Per rappresentazioni mentali si intende il modo del bambino di processare le informazioni con forte contenuto emotivo: pericoli, difficoltà, divieti educativi, autonomia esplorativa, condivisione con i coetanei, affettuosità e separazione dai genitori.
Pertanto il test è utilizzabile anche dai professionisti della salute mentale infantile che fanno riferimento alle teorie psicoanalitiche delle relazioni oggettuali.
In particolar modo le informazioni che vengono rilevate dal test sono:
- Aspettativa del bambino di una presenza affettuosa e comprensiva da parte dei genitori;
- Ruolo protettivo dei genitori, piuttosto che un’eventuale inversione dei ruoli;
- Aspettativa di una consolazione materna (“il rifugio sicuro” di Bowlby) e di un incoraggiamento all’autonomia da parte della figura paterna (“la base sicura”);
- Ruolo normativo svolto dalle figure genitoriali e comprensione da parte del bambino dei limiti normativi;
- Ansia da separazione dai genitori;
- Propensione all’attività esplorativa o invece al timore dell’ignoto;
- Rapporto con i coetanei, caratterizzato da condivisione piuttosto che da competizione/ostilità.
Un buon monitoraggio cognitivo di queste emozioni, è considerato indice di buon funzionamento mentale (oltre che di un probabile attaccamento sicuro). Al contrario, distorsioni nel processo delle informazioni proposte, indicano aspetti preoccupanti della relazione genitori/figlio, che può essere opportuno approfondire (con altri strumenti clinici) sia a fini diagnostici che terapeutici, in quanto, come afferma Crittenden (Crittenden et al., 1999) “queste distorsioni possono essere di notevole importanza clinica; in effetti, esse possono essere considerate il mezzo di sviluppo e di mantenimento della psicopatologia”.
Le esperienze vissute dal minore e consolidate come modelli mentali hanno un peso fondamentale nella percezione che il bambino avrà degli Altri, di Sé e di Sé con l’Altro: come sostiene Bowlby (1999) la funzione dell’attaccamento è quella di garantire una base di sicurezza su cui l’individuo può costruire se stesso ed esplorare l’ambiente e le relazioni. Pertanto il test si focalizza in particolar modo sulla protezione ossia come il bambino percepisce le figure di attaccamento; e sulla propensione all’esplorazione, considerata come una consolidata percezione integra di Sé che permette al bambino di sentirsi fiducioso nell’esplorazione dell’Altro.
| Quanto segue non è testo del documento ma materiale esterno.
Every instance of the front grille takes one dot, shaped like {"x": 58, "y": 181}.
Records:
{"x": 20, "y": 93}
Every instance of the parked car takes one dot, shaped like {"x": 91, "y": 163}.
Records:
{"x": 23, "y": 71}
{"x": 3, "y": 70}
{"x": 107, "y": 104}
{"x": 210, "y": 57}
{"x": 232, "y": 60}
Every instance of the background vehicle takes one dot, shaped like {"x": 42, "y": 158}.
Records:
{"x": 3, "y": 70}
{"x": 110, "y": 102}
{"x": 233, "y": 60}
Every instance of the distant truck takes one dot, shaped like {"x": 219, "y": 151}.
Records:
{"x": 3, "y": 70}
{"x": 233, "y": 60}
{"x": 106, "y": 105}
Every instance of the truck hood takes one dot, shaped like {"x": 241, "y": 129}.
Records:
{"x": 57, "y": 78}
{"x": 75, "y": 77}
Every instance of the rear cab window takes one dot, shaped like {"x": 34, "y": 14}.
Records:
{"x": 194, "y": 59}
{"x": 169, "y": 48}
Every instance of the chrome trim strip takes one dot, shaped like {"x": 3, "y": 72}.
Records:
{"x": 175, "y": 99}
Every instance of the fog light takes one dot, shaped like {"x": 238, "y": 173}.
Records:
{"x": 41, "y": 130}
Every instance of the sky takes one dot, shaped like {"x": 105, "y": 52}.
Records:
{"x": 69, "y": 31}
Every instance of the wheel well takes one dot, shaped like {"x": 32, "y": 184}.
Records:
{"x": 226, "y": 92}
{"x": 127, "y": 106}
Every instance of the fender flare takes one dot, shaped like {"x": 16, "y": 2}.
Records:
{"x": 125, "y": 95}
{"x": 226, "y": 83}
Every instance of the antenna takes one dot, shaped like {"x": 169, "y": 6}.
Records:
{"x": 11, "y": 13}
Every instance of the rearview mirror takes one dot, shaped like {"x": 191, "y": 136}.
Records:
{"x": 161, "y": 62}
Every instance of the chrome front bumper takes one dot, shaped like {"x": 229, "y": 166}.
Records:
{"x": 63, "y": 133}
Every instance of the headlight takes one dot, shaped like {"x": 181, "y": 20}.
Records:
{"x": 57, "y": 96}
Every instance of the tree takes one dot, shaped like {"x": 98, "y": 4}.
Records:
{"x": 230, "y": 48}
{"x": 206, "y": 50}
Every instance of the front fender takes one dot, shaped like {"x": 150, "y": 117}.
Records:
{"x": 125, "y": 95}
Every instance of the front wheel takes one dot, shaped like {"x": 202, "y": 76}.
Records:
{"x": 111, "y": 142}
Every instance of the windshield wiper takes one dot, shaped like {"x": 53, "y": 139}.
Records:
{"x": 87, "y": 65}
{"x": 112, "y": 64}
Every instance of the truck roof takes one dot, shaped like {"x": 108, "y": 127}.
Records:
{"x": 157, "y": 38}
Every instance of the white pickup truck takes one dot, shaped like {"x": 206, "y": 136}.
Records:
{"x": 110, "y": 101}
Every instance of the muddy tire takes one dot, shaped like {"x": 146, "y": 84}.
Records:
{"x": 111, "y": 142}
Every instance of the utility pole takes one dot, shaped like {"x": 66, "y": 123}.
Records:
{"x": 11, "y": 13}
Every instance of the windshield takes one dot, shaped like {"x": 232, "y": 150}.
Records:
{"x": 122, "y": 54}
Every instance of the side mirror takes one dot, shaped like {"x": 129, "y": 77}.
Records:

Il Coffy Test, ha anche un altro campo d’indagine: le attese del bambino riguardo i comportamenti delle figure genitoriali.
Vengono esplorati non solo i comportamenti protettivi o consolatori (che si presume siano attesi dal bambino in quanto già sperimentati) da parte figure genitoriali in situazioni di pericolo, ma anche la funzione di stimolo o, al contrario, d’interferenza delle figure genitoriali (sempre secondo le attese del bambino) di fronte a situazioni di autonomia esplorativa o di gioco.
Questi ambiti sono evocati nelle 12 tavole che vengono mostrate al soggetto esaminato, a cui poi vengono poste alcune domande prestabilite. La natura “ecologica” del test fa sì che il materiale proiettivo così ricavato sia facilmente interpretabile dal clinico. Inoltre, terminata la somministrazione (che dura una ventina di minuti), le risposte possono essere classificate utilizzando un’apposita scheda o tramite la codifica online, ottenendo così un punteggio.
E’ anche possibile una “lettura” dei risultati secondo i sistemi motivazionali (Liotti et al., 2017), che evidenzia eventuali aspetti problematici.
Dopo la sua prima pubblicazione (Leonardi & Cardi, 2012) e successivi dieci anni di sperimentazione clinica, cui abbiamo partecipato insieme ad un centinaio di specialisti, il test è stato standardizzato per i minori di età scolare, di entrambi i sessi, e dispone ora di diversi campioni clinici, con cui è possibile confrontare i risultati ottenuti.